Así, sin más ceremonia y en medio de un denso silencio que solo rompían las hojas secas batidas por el viento norte, emprendimos el largo camino de regreso a Palmar Amarillo.

***

Ahora avanzaba alegre Mentecato y mientras más cerca se veía del potrero más había que agarrarle la rienda. Poco caso hacía al dolor a que lo condenaba el freno de boca. Después del mediodía el sol alcanzó un punto muy brillante en su acimut, se burlaba de mí. A lo lejos, una niebla blanca se cernía sobre el bosque, era el humo del horno: estábamos a punto de llegar.

Los hermanos no se hablaron en el trayecto. Unas débiles explicaciones sobre árboles maderables y cantos de aves me daba el Tincle, dedicado además a la montería. Encontraba reses perdidas, a veces vivas, a veces solo restos.

Manuela salió a recibirnos espumadera en mano. Le conté lo sucedido y se encogió de hombros para decirme: “¡Ay mijito, te jodiste, magínate tú!”

La hora de almuerzo era inminente. Tite se quitó las botas y desabotonó su camisa. Yo intentaba sacarle algo de sabiduría pero sus respuestas eran cortas. Estaba pensando, sumido en algún análisis. La vista se le perdía en el horizonte. Los perros no querían tomar agua, estaban nerviosos por alguna razón.

Al otro lado de la terraza estaba yo, dibujando un mapa en la tierra cuando, rota la tranquilidad, se acerca corriendo un niño de 6 o 7 años, el hijo más pequeño de los vecinos. “Tío, tío, apúrate que hay un carnero suelto comiéndote el maíz”. Muy raro, a esa hora los carneros siempre entraban al corral a refrescarse del sol. Toma su escopeta, me hace un ademán para que lo acompañe, y sin ponerse las botas, por encima de cualquier espina marcha frente a mí hasta el sembrado que le aseguraría tamal y funche.

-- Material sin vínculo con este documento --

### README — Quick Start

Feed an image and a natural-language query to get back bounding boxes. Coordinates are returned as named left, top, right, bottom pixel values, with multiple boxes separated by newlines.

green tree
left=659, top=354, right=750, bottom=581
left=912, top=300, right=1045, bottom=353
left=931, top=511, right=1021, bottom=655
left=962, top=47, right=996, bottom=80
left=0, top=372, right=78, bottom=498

Me invitó a observar. Un hermoso ejemplar de nueve cuernos se estaba dando el último banquete de su vida. Ni yendo al monte a buscarlo lo hubiese encontrado tan hermoso. El destino hacía lo suyo: se iba a cumplir el sueño de mi abuelo y Tite descubría al devorador de su maíz. Con un plomazo en la paleta izquierda el animal cayó inmóvil. El cazador bajó a Juliana y me dijo con una sonrisa: “Qué suerte usté tiene, periodista”.